Kopalnie trują i za to nie płacą

Krzysztof Maciejewski
opublikowano: 1999-09-06 00:00

Kopalnie trują i za to nie płacą

Resort ochrony środowiska nie jest zadowolony z korekty programu restrukturyzacji górnictwa. Tym bardziej że spółki węglowe trują i nie płacą nakładanych na nie kar.

Konflikt o pieniądze należne Narodowemu Funduszowi Ochrony Środowiska i Gospodarki Wodnej nie skończył się na kolejnych umorzeniach brudnych długów górnictwa. Rok temu NFOŚiGW świadomie „zapomniał” o 3,3 mld zł należnych mu od branży pieniędzy. Szybko okazało się jednak, że spółki węglowe całkowicie zaniechały regulacji z tytułu kar i opłat wynikających m.in. z przepisów prawa wodnego.

Zapomniane pieniądze

— Nie ma nic dziwnego w tym, że kopalnie liczą na kolejne oddłużenie. Nie takie jednak były intencje autorów reformy, która dziś ogranicza się właściwie do restrukturyzacji zatrudnienia — twierdzi Marek Michalik, podsekretarz stanu w resorcie ochrony środowiska.
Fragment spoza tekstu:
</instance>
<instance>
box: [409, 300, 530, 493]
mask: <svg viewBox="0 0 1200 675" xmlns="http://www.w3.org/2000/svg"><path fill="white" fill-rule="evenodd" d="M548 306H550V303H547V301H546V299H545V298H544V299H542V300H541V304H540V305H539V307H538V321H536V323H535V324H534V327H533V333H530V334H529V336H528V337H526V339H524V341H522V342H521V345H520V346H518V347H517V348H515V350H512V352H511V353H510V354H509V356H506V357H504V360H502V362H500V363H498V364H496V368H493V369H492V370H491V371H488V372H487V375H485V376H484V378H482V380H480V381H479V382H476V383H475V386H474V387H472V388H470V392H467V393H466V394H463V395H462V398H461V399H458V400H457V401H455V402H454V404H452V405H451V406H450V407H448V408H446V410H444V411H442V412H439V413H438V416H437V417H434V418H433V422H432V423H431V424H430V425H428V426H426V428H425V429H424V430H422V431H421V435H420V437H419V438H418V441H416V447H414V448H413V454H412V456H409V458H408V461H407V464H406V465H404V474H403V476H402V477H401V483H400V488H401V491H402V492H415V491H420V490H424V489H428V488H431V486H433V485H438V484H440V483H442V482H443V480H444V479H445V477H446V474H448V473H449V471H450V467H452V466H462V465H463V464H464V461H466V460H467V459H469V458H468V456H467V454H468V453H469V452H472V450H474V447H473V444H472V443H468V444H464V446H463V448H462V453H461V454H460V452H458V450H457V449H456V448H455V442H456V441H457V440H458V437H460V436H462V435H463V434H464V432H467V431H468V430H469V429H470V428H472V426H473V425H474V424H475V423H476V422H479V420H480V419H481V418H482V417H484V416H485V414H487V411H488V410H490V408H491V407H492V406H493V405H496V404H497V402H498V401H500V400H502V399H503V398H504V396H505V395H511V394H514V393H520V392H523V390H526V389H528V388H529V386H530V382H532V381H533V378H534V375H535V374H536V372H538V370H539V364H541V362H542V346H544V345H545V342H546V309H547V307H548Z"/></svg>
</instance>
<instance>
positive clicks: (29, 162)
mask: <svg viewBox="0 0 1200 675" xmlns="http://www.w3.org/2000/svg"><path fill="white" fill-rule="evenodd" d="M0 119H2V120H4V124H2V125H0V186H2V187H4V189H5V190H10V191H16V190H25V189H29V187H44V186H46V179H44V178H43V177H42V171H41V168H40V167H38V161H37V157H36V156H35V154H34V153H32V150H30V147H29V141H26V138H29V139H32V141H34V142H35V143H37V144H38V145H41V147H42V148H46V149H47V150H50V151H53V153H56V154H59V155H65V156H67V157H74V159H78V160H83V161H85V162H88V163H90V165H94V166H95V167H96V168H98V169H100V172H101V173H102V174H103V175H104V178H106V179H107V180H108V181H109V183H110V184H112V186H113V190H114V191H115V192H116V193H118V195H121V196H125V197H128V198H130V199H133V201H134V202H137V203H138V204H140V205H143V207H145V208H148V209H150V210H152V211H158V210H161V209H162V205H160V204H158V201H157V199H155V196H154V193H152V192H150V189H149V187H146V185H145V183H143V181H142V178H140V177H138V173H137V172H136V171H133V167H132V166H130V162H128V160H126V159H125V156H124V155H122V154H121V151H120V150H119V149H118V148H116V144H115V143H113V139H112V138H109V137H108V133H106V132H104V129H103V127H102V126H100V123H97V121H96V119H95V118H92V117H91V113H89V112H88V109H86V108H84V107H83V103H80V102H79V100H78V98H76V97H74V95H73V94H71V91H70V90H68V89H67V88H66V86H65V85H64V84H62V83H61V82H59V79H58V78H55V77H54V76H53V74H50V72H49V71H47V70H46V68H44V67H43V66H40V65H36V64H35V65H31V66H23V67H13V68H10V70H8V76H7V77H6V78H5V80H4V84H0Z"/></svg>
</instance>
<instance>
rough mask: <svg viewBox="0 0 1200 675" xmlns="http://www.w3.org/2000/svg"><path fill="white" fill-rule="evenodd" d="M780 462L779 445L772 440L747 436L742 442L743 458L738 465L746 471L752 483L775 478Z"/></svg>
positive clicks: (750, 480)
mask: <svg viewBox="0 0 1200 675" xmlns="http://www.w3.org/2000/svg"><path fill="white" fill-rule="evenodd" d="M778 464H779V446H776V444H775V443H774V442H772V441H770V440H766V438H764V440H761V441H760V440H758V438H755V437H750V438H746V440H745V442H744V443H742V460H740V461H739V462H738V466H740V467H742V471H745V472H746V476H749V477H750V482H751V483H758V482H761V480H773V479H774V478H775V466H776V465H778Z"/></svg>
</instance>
Przygotowywana przez rząd korekta przewiduje zaprzestanie oddłużania tych kopalni, które nie dotrzymują warunków ustawy o reformie górnictwa. Prawo nakłada na spółki węglowe obowiązek regulowania od 1 stycznia tego roku bieżących opłat podatków i składek ZUS. Jednak o długach zaciągniętych w narodowym i wojewódzkich funduszach ochrony środowiska ustawodawca nawet się nie zająknął. A szkoda, bo NFOŚiGW miał współfinansować proekologiczne inwestycje w kopalniach. Teraz pewnie się na to nie zdecyduje z braku środków.

Kasa w rękach Ameryki

Rząd liczy na 1 mld USD (4 mld zł) z Banku Światowego. Ministrowie nie mogą jednak zapominać, że waszyngtońscy urzędnicy kładą na ekologię szczególny nacisk.